Did cosmic rays break my Linux build?

01 Sep 2019

I think I experienced a random bit flip while updating Linux on one of my machines today. My laptop was humming along happily during compilation until GCC suddenly aborted with an error: invalid preprocessing directive #lefine; did you mean #define?.

Huh, #lefine instead of #define?

Now, GCC is known for its cryptic error messages, but this one left me baffled. Things I tried to figure out what the issue could be:

  • I first grepped the offending file, drivers/gpu/drm/i915/i915_reg.h, for #lefine to see if a typo somehow slipped through the Linux 4.19.1 release, but got 0 matches.
  • When I resumed the build, it completed without errors. The kernel also appeared to run fine upon reboot. I ended up recompiling it entirely multiple times to see if I could reproduce the error, but I couldn’t.
  • I ran a MemTest86 test for 24 hours, but it didn’t find any errors, so the RAM is also unlikely to be the culprit.

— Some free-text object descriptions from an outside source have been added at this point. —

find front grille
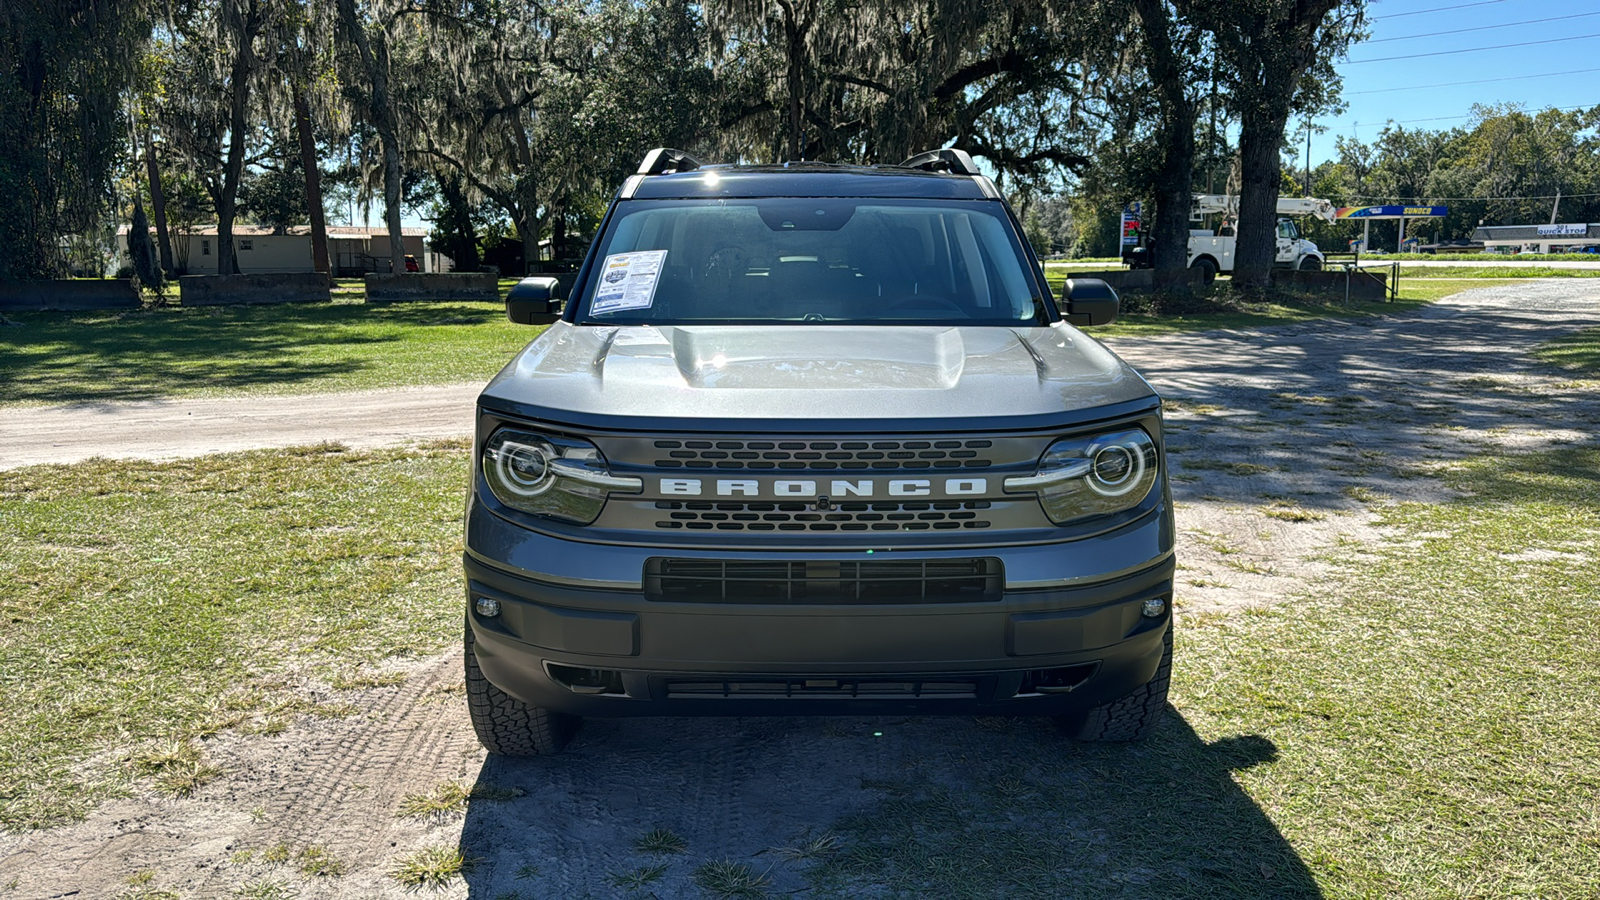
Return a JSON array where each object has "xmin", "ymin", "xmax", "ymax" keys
[
  {"xmin": 664, "ymin": 677, "xmax": 979, "ymax": 700},
  {"xmin": 652, "ymin": 500, "xmax": 994, "ymax": 532},
  {"xmin": 643, "ymin": 557, "xmax": 1004, "ymax": 604},
  {"xmin": 650, "ymin": 438, "xmax": 995, "ymax": 471}
]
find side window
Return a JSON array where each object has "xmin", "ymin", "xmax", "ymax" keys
[
  {"xmin": 239, "ymin": 239, "xmax": 253, "ymax": 251},
  {"xmin": 201, "ymin": 239, "xmax": 211, "ymax": 256},
  {"xmin": 1277, "ymin": 221, "xmax": 1295, "ymax": 240}
]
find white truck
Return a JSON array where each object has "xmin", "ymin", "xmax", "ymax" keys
[{"xmin": 1125, "ymin": 194, "xmax": 1336, "ymax": 284}]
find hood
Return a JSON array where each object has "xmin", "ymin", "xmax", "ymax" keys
[{"xmin": 478, "ymin": 323, "xmax": 1158, "ymax": 432}]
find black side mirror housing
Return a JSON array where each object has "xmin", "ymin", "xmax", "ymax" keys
[
  {"xmin": 506, "ymin": 276, "xmax": 565, "ymax": 325},
  {"xmin": 1062, "ymin": 277, "xmax": 1119, "ymax": 326}
]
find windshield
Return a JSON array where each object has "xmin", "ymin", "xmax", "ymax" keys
[{"xmin": 575, "ymin": 198, "xmax": 1053, "ymax": 325}]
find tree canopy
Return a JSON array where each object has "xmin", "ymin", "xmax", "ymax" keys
[{"xmin": 12, "ymin": 0, "xmax": 1590, "ymax": 285}]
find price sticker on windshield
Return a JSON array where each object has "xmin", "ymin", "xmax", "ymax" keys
[{"xmin": 592, "ymin": 250, "xmax": 667, "ymax": 314}]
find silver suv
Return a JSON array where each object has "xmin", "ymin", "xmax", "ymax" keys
[{"xmin": 463, "ymin": 148, "xmax": 1174, "ymax": 754}]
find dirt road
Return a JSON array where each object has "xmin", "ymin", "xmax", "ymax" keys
[
  {"xmin": 2, "ymin": 281, "xmax": 1598, "ymax": 898},
  {"xmin": 0, "ymin": 383, "xmax": 482, "ymax": 470}
]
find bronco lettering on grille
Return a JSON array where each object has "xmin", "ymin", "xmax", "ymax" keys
[{"xmin": 658, "ymin": 478, "xmax": 988, "ymax": 498}]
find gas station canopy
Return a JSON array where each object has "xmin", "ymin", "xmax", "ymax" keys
[
  {"xmin": 1336, "ymin": 205, "xmax": 1449, "ymax": 253},
  {"xmin": 1336, "ymin": 205, "xmax": 1449, "ymax": 219}
]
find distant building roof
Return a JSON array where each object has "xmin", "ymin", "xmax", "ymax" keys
[{"xmin": 1472, "ymin": 223, "xmax": 1600, "ymax": 242}]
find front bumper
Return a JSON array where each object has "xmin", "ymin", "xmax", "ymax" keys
[{"xmin": 464, "ymin": 500, "xmax": 1175, "ymax": 717}]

I thought I was losing my mind until it dawned on me that this could have been caused by cosmic rays. Looking at ASCII table, we see that ’d’ and ‘l’ are indeed one bit flip away from each other:

char decimal binary
d 100 1100100
l 108 1101100

Could that be it? Isn’t that incredibly unlikely? There doesn’t appear to be a consensus in existing literature 1 2 3 on how often these errors actually occur, but I did learn that this phenomenon is actually more common than I thought. The chances of flipping a bit that would cause software to break in this fashion, on the other hand, must be incredibly small.

In the end, there’s just no way to prove that this was actually caused by cosmic rays. It could also have been some other extremely rare hardware fluke. Either way, this took me by surprise, to say the least.

Perhaps this is the cosmos’ way of telling me to invest in ECC RAM.